Tag: Molecular Biology

  • Confocal microscopy

    Introduction

    The primary purpose of a confocal microscope is to image deep into the tissues of thick specimens and produce optical sections for 3D reconstruction. This is achieved by the elimination of out-of-focus glare from the detector via the use of pinholes.

    When fluorescent specimens are imaged using a conventional widefield microscope, fluorescence emitted by the specimen that appears outside the focal plane can interfere with the resolution of those features that are in focus, leading to blurred images. This is especially the case for tissues that have a thickness of greater than 2 μm. In the confocal approach, the use of a detection-side pinhole that is in the same conjugate focal plane as the point of illumination prevents secondary fluorescence originating from below or above the focal plane from reaching the detector.

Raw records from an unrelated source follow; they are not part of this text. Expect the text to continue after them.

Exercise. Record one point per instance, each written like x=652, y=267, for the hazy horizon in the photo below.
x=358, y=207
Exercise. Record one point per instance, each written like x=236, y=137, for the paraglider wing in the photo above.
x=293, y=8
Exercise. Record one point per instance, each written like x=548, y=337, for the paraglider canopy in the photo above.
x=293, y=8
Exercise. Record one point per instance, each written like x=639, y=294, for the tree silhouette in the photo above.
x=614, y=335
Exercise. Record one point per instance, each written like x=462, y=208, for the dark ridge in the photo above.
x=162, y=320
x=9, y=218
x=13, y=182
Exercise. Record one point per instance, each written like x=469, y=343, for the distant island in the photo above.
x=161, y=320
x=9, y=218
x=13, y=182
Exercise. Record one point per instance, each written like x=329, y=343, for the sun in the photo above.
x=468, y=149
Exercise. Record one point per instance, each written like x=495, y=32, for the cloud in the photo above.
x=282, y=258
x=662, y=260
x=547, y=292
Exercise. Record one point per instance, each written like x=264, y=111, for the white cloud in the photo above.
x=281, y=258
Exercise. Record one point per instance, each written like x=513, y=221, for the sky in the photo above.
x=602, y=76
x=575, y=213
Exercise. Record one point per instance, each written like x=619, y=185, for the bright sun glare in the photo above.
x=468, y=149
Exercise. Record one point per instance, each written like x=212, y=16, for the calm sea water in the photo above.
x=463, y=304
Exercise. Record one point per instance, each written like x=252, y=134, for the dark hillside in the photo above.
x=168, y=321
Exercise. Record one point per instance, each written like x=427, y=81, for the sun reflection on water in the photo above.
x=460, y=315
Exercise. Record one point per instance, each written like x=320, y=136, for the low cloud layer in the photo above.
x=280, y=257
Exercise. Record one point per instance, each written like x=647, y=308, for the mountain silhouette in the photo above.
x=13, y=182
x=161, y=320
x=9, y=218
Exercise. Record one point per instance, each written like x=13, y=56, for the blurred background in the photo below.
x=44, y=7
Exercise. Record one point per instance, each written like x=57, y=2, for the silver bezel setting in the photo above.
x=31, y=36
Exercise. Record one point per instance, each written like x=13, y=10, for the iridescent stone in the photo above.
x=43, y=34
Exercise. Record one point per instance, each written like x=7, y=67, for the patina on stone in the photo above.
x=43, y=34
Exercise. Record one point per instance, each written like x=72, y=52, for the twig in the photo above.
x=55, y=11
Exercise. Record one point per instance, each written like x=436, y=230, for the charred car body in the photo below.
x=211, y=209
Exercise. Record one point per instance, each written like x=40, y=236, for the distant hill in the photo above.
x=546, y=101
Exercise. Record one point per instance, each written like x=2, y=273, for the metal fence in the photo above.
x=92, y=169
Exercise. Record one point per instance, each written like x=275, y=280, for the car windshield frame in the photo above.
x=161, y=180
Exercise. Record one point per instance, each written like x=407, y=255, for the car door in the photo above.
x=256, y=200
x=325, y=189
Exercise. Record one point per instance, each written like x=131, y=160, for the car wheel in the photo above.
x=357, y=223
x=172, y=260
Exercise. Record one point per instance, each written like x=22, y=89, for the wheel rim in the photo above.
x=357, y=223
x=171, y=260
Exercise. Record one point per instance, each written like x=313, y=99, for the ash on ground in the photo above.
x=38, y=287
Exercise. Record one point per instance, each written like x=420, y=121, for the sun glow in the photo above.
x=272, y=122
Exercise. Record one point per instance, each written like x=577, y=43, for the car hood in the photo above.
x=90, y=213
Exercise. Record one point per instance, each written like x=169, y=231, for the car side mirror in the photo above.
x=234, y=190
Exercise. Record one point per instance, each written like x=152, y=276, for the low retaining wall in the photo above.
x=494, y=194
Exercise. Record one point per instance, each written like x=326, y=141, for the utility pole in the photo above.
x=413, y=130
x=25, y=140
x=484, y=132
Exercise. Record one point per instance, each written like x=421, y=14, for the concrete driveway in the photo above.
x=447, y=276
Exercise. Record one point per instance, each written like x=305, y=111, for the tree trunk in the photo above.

    The basic components of a modern confocal microscope are the pinhole, the objective lens, and low-noise detectors. A confocal microscope also typically includes fast scanning mirrors, filters for wavelength selection, and laser illumination. The principal light pathways of a confocal microscope are shown below. In fig. 1, light from a laser source passes through a dichromatic (i.e., dichroic) mirror and is reflected to the objective, which focuses the beam on a point in the sample. Emitted light passes back through the objective lens, the dichromatic mirror, and is detected by the photomultiplier detector (PMT). The detection-side pinhole works to prevent out-of-focus glare from reaching the detector. Varying the size of the pinhole alters the amount of light collected and the thickness of optical sections.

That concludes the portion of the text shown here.